Barry Sussman is an American editor, author, and public opinion analyst who deals primarily with public policy issues. He was city news editor at The Washington Post at the time of the Watergate break-in and supervised much of the reporting on the Watergate affair.

Career

Sussman started in journalism in 1960 as a reporter at the Bristol Herald Courier, a daily with a circulation of about 25,000. He left after 16 months but soon returned as managing editor before going to The Washington Post in 1965. He was a state-suburban editor, then DC editor, with a staff of 40 to 45 reporters. He was city news editor at The Washington Post at the time of the Watergate break-in and was detached to direct the coverage that led to the Post’s being awarded the Pulitzer Prize for Public Service in 1973.
After Watergate, he founded the Washington Post poll, designing and conducting opinion surveys and reporting on the results. in 1981 he was in charge for the Post in establishing and directing the Washington Post/ABC News poll, again designing surveys and doing most of the reporting on the findings. Sussman left the Post in 1987 to become managing editor for national news at United Press International, in charge of 800 reporters and editors across the U.S. and 40 more in UPI's Washington Bureau. He left UPI after less than one year, however, and set up shop as an independent pollster, continuing to focus on public policy issues. Clients included trade associations, the AFL-CIO, and other interest groups. In the 1990s he became active as an international news media consultant, with assignments at newspapers in Spain, Portugal and seven Latin American countries. From 2003 to 2012 he was editor and website manager of the Watchdog Project of the Nieman Foundation for Journalism at Harvard University. focused on public policy news reporting. Currently he is a board member of the group Innovation Media Consulting.

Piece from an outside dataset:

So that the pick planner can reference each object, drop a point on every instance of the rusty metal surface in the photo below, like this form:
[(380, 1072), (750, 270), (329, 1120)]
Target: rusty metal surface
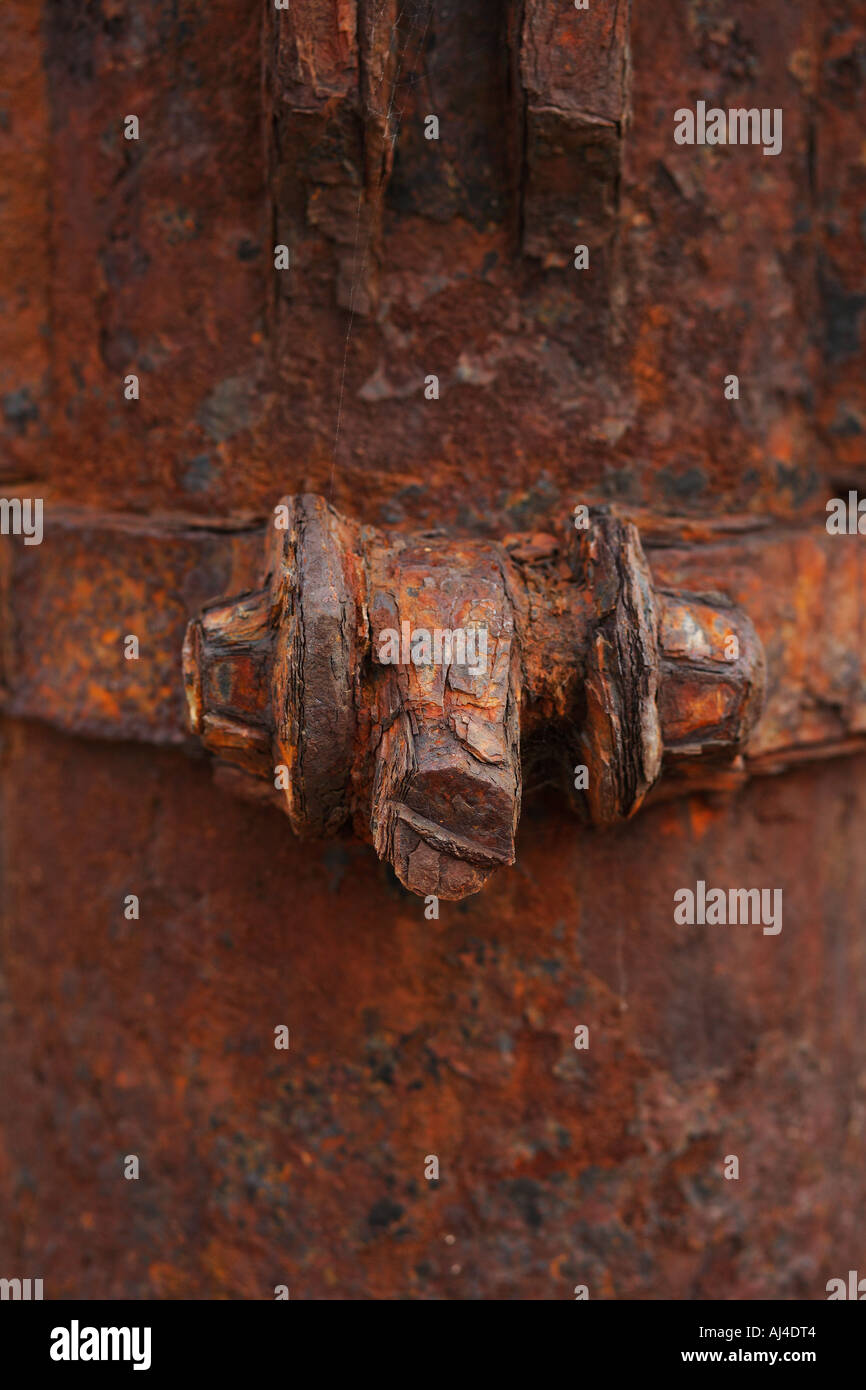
[(553, 381), (412, 1036)]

Sussman is one of the journalists profiled at Investigating Power, a website covering events in recent American history.
While initially a close supervisor of the acclaimed journalists Bob Woodward and Carl Bernstein, in later years Sussman became estranged from them.
In September 2011 Sussman was the recipient of a lifetime achievement award from Brooklyn College, his alma mater. Among other awards, Sussman was named editor of the year by the Washington-Baltimore Newspaper Guild for his work on Watergate.